The test case below shows how the entire ResultSet is buffered in memory by default — which can be a “very bad thing” when dealing with hundreds or thousands of megabytes of data when it’s intended to be processed row by row.
Using mysql-connector-java-3.1.12-bin.jar and a JDK 5 with 32MB heap:
ET-COMMONS INFO: JVM MEMORY MONITOR => Total: 33 Used: 1 Free: 32
Retrieving data …
Ran out of memory at row: 0
java.lang.OutOfMemoryError: Java heap space
at com.mysql.jdbc.ByteArrayBuffer.getBytes(ByteArrayBuffer.java:128)
at com.mysql.jdbc.ByteArrayBuffer.readLenByteArray(ByteArrayBuffer.java:248)

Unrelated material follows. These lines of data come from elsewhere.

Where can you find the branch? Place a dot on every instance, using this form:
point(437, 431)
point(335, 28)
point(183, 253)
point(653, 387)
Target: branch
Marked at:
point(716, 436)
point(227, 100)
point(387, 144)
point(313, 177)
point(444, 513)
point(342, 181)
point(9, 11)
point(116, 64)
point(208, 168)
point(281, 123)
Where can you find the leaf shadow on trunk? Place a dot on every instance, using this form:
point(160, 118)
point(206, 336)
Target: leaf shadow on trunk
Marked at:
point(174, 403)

at com.mysql.jdbc.MysqlIO.nextRow(MysqlIO.java:1304)
at com.mysql.jdbc.MysqlIO.readSingleRowSet(MysqlIO.java:2272)
at com.mysql.jdbc.MysqlIO.getResultSet(MysqlIO.java:423)
at com.mysql.jdbc.MysqlIO.readResultsForQueryOrUpdate(MysqlIO.java:1962)

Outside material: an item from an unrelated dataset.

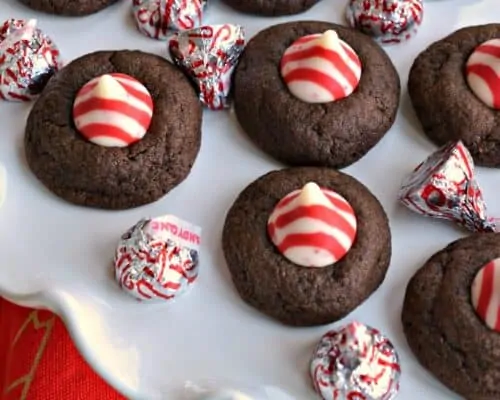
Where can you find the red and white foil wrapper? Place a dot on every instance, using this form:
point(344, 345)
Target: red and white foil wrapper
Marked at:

at com.mysql.jdbc.MysqlIO.readAllResults(MysqlIO.java:1385)
at com.mysql.jdbc.MysqlIO.sqlQueryDirect(MysqlIO.java:1728)
at com.mysql.jdbc.Connection.execSQL(Connection.java:2988)
at com.mysql.jdbc.Connection.execSQL(Connection.java:2917)
at com.mysql.jdbc.Statement.executeQuery(Statement.java:824)
at JDBCTest.main(JDBCTest.java:26)
Using mysql-connector-java-5.1.6-bin.jar and the same JDK 5 with 32MB heap:
ET-COMMONS INFO: JVM MEMORY MONITOR => Total: 33 Used: 1 Free: 32
Retrieving data …
Ran out of memory at row: 0
java.lang.OutOfMemoryError: Java heap space
at com.mysql.jdbc.ByteArrayBuffer.getBytes(ByteArrayBuffer.java:128)
at com.mysql.jdbc.ByteArrayBuffer.readLenByteArray(ByteArrayBuffer.java:248)
at com.mysql.jdbc.MysqlIO.nextRow(MysqlIO.java:1304)
at com.mysql.jdbc.MysqlIO.readSingleRowSet(MysqlIO.java:2272)
at com.mysql.jdbc.MysqlIO.getResultSet(MysqlIO.java:423)
at com.mysql.jdbc.MysqlIO.readResultsForQueryOrUpdate(MysqlIO.java:1962)
at com.mysql.jdbc.MysqlIO.readAllResults(MysqlIO.java:1385)
at com.mysql.jdbc.MysqlIO.sqlQueryDirect(MysqlIO.java:1728)
at com.mysql.jdbc.Connection.execSQL(Connection.java:2988)
at com.mysql.jdbc.Connection.execSQL(Connection.java:2917)
at com.mysql.jdbc.Statement.executeQuery(Statement.java:824)
at JDBCTest.main(JDBCTest.java:26)
Thus we see that both the old and new versions of the MySQL JDBC driver by default attempt to load the entire resultset into memory.
I now increase the heap to 1GB to allow it to grow and find that the test query uses up > 500MB of heap before it even starts the rs.next() loop.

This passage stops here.